Questions regarding how SonarQube manages source code

Hi, we are just starting to look into SonarQube (Developer Edition Version 9.4) and have some questions about how SonarQube handles source code.

  • Assume we have a build machine with a Sonar scanner
  • we want to scan e.g. a certain branch in a Git repo

What we are not sure about is:

  • Does Sonar clone the entire Git repo, or is it just a shallow copy?
  • Where is the clone/copy stored, on the build machine or on the Sonar server?
  • From what we understand, older instances of the above clone/copy is automatically cleaned out. Correct?
  • The source code that is presented in the Sonar Server GUI, where is it stored? In its database?

Additional questions:

  • The actual scanning happens on the build machine, right? We assume this may be quite a resource consuming process?
  • The scan result is sent to the Sonar server where it’s further processed and presented, right?



Welcome to the community!

Sonar doesn’t clone. Your pipeline does. In fact, the pipeline you set up controls all of this. Once a commit is detected, your pipeline should fetch and clone; (depending on the language) perform the build; and trigger analysis.

Sorry to be vague, but that really depends on the size and intricacy of your project

Yes, exactly.


Thank you for the welcome and the swift reply.

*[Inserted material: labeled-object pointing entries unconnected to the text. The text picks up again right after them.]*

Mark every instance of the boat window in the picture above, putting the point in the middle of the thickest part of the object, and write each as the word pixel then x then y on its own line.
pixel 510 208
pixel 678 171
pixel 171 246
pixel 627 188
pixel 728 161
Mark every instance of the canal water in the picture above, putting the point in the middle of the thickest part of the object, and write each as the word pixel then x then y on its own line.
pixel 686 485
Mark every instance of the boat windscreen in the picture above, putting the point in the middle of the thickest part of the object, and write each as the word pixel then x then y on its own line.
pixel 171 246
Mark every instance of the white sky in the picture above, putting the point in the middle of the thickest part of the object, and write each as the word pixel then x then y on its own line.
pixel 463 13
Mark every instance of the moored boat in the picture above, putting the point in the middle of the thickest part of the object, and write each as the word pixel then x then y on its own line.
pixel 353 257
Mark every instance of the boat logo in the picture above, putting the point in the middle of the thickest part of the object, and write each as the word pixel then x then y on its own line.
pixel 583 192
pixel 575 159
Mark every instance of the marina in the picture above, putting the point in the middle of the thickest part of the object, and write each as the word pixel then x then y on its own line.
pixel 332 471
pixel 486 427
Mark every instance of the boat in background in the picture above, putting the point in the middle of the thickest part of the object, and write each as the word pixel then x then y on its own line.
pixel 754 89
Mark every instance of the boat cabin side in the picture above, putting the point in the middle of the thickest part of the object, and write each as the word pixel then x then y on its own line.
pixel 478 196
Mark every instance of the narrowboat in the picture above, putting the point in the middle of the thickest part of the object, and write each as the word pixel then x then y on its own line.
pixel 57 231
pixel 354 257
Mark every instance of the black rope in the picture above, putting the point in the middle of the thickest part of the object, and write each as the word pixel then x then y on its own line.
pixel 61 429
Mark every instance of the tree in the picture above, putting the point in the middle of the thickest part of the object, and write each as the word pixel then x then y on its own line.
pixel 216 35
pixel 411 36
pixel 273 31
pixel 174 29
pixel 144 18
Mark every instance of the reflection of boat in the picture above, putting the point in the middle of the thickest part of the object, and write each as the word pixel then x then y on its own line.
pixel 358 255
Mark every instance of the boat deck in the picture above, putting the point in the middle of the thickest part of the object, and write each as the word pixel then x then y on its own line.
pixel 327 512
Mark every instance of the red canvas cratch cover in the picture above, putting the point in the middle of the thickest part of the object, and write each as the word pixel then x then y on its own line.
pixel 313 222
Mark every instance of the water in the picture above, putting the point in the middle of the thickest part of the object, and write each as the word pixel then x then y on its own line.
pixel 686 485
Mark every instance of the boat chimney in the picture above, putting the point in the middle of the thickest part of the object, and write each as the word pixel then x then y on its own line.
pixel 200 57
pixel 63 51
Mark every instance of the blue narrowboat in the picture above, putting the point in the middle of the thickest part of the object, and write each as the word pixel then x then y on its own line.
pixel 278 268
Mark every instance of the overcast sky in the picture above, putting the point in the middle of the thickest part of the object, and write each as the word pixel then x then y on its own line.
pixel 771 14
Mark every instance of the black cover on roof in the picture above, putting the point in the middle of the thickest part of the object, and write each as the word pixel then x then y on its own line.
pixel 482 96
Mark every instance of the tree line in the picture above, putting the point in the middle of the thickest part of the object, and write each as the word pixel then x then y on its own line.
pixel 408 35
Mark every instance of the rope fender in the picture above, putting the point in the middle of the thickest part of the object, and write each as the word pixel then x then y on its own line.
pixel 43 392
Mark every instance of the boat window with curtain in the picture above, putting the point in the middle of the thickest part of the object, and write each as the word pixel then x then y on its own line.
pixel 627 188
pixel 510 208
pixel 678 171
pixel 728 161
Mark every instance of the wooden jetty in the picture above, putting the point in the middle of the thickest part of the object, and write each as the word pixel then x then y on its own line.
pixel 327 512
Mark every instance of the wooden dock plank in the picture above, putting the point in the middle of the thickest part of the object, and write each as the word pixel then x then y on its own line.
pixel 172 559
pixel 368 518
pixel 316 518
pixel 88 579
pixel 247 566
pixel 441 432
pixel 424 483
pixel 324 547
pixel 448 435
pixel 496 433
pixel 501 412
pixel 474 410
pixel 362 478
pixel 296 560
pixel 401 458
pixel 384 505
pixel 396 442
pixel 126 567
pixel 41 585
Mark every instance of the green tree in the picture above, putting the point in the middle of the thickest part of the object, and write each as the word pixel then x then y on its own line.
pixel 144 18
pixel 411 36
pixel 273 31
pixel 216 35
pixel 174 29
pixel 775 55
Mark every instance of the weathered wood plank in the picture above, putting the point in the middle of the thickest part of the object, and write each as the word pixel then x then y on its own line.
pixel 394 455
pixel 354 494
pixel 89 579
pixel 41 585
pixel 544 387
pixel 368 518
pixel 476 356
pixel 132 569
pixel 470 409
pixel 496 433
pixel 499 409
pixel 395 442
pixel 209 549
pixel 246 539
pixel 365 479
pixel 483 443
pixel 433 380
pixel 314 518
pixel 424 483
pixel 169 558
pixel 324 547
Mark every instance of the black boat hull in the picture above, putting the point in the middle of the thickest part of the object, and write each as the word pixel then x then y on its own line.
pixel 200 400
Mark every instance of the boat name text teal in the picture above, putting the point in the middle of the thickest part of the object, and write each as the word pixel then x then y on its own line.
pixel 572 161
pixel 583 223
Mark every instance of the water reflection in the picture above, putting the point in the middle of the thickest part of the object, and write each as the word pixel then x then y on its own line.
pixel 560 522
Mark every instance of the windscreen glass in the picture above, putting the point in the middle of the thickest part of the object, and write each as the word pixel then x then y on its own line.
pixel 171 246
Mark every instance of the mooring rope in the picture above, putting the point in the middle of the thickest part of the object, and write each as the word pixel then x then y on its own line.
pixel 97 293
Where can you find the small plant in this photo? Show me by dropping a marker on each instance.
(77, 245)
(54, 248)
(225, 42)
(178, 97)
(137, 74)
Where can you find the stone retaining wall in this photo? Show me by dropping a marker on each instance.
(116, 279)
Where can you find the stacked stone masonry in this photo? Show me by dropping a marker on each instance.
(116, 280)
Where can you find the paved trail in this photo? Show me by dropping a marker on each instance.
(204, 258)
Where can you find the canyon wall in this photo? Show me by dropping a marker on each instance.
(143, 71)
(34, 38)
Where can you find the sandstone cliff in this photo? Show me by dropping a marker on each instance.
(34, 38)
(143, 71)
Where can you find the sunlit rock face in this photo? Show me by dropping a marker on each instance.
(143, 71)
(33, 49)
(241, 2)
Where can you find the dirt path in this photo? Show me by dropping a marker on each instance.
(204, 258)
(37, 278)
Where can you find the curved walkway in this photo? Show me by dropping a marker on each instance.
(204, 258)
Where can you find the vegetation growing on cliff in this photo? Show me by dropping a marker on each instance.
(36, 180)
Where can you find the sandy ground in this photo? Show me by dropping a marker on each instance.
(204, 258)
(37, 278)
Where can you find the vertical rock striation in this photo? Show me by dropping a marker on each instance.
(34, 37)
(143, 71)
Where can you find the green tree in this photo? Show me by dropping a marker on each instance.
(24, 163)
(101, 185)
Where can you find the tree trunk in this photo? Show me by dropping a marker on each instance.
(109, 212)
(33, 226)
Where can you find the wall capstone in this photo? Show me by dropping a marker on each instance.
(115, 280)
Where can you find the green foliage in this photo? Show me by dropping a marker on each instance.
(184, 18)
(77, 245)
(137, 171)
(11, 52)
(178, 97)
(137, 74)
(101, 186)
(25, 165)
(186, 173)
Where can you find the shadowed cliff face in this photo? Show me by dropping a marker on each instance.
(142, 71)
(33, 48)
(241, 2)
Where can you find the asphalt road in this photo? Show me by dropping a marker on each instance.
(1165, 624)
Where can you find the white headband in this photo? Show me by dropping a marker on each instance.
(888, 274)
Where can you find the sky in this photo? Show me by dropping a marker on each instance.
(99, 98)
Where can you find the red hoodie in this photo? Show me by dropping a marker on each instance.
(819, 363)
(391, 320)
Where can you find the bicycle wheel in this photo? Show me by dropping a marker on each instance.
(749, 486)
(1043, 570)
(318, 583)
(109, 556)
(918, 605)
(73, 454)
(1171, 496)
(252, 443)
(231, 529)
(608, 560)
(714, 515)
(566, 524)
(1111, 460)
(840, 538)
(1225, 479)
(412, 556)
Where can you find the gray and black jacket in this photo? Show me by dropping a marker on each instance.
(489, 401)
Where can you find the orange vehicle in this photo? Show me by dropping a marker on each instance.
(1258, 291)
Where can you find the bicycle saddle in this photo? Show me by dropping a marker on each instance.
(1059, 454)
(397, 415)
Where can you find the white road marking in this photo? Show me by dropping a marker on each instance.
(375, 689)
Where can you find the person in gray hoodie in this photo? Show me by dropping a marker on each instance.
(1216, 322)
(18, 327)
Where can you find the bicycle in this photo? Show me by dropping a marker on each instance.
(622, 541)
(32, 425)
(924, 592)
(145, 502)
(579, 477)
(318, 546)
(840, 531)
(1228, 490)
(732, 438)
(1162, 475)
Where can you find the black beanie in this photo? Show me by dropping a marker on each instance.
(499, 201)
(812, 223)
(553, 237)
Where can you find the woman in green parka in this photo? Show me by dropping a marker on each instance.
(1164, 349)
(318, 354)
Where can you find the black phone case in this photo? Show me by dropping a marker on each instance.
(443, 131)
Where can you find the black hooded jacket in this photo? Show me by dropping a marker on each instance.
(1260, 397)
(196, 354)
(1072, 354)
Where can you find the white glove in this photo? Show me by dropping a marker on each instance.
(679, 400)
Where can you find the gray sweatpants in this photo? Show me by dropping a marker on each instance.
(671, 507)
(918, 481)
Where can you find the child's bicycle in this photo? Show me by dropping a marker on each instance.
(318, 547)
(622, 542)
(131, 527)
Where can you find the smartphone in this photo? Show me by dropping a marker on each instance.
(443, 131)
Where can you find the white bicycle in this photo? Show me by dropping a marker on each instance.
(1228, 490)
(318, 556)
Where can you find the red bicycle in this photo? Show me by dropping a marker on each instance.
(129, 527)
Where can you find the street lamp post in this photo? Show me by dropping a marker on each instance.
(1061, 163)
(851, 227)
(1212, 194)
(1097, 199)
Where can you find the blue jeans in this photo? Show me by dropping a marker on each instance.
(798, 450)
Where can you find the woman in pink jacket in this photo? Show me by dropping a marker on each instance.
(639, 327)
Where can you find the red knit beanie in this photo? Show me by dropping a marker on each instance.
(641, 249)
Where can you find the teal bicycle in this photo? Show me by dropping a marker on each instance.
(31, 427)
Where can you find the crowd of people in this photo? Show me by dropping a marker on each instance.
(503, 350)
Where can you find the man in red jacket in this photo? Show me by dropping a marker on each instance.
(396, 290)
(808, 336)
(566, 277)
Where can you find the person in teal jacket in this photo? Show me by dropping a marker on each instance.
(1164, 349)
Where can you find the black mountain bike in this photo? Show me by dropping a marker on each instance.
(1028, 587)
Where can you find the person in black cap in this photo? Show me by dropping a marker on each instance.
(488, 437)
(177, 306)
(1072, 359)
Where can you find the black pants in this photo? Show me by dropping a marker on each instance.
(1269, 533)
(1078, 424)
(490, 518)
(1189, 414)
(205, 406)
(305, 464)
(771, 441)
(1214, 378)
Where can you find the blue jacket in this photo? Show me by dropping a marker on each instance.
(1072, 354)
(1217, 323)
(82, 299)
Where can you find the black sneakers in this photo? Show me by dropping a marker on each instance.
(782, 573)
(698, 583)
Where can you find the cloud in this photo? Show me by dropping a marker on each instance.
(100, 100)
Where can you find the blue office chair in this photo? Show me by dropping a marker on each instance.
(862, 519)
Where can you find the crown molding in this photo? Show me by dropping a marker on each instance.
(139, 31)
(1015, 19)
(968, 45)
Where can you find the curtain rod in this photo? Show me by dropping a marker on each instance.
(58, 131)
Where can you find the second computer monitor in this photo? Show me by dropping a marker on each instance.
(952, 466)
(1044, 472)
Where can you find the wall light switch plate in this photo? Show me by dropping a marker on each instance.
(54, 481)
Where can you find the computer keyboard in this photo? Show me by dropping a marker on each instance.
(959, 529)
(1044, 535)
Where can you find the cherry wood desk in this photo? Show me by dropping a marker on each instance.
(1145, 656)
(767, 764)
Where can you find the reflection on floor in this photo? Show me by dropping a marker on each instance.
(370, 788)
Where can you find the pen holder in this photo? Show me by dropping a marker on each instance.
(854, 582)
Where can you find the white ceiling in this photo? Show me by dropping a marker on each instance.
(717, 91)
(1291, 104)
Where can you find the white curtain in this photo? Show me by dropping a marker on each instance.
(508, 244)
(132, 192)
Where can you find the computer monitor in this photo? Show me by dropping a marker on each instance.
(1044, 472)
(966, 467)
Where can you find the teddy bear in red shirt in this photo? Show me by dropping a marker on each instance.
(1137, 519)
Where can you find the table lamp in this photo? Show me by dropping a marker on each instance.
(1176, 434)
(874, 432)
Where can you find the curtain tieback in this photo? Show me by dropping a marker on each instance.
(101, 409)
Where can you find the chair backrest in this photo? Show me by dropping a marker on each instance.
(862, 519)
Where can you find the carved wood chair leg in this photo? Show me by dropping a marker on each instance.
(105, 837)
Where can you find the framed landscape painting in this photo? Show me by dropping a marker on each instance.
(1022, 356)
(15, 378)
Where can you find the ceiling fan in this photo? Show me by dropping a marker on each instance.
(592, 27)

OK, so both the agent and the server has scanning capabilities?
So in the case where the scan happens on the server - I assume that means that the source code is transferred to the server? What happens with the source after the scan? Is it wiped, stored on the server or stored in the database? In parts, or full?

The reason for all these questions is that we are concerned about our source code; for security reasons we don’t want “unauthorized” copies of the source code floating around in our systems.
So we need to know how much of it is actually copied to the Sonar server, where it is stored and how we can clean up old stuff.


No. Scanning happens on the agent. At the end of analysis, an analysis report is bundled and submitted to the server. What happens server side is processing of the report, including computing project-level measures from all the file-level values in the analysis report, and storing values in the DB.

Yes, as part of the analysis report.

The current version of your source is stored in SonarQube to e.g. show issues in context. Only the code from the most recent analysis is stored. No manual cleanup of old versions needed.

This is a question of SonarQube-side permissions. No one without ‘Browse’ permission on the project will be able to see the source code.